L'Iran démontre sa puissance
L’Iran démontre sa résilience face aux sanctions et à l’épidémie.

Les réactions en cascade se multiplient depuis le désengagement américain de l’accord sur le nucléaire iranien en 2018. L’été 2019 a été particulièrement tendu. En juin, un drone de l’US Navy est abattu par l’Iran qui l’accusait d’avoir violé son espace aérien. Donald Trump rétorque qu’il vient d’annuler in extremis des frappes programmées en représailles contre trois sites iraniens.

En septembre, deux installations pétrolières de la compagnie saoudienne Aramco sont attaquées par des drones. Revendiquées par les Houtis, mais vraisemblablement coordonnées par l’Iran, ces attaques sont à la fois un coup de force sur la scène régionale et un message clair à Washington. En humiliant la défense saoudienne, les Iraniens ont prouvé la crédibilité militaire de leur force de dissuasion conventionnelle.

Un nouveau pic se produit fin décembre avec la prise de l’ambassade américaine à Bagdad. Le président, en pleine campagne de réélection, craint alors une réplique de l’épisode de 1979, avec la prise de l’ambassade américaine à Téhéran. La réponse de la Maison-Blanche est rapide. Trois jours plus tard, le général iranien Soleimani est tué en Irak dans une frappe de drone américaine. Donald Trump menace alors l’Iran de s’attaquer à 52 de leurs sites culturels en cas de riposte.

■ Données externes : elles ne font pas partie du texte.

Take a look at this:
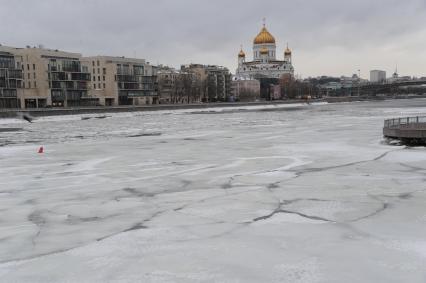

Des tensions paroxysmiques tout en évitant le conflit ouvert

Les retombées de ces événements ont jusqu’à présent été contenues. Aucun des acteurs de la crise ne souhaite un conflit ouvert. Le président américain ne veut pas d’une autre guerre l’année de sa possible réélection. L’Iran est également réticent à affronter directement un adversaire plus puissant. Bien qu’extrêmement résilient, le pays est en exsangue économiquement.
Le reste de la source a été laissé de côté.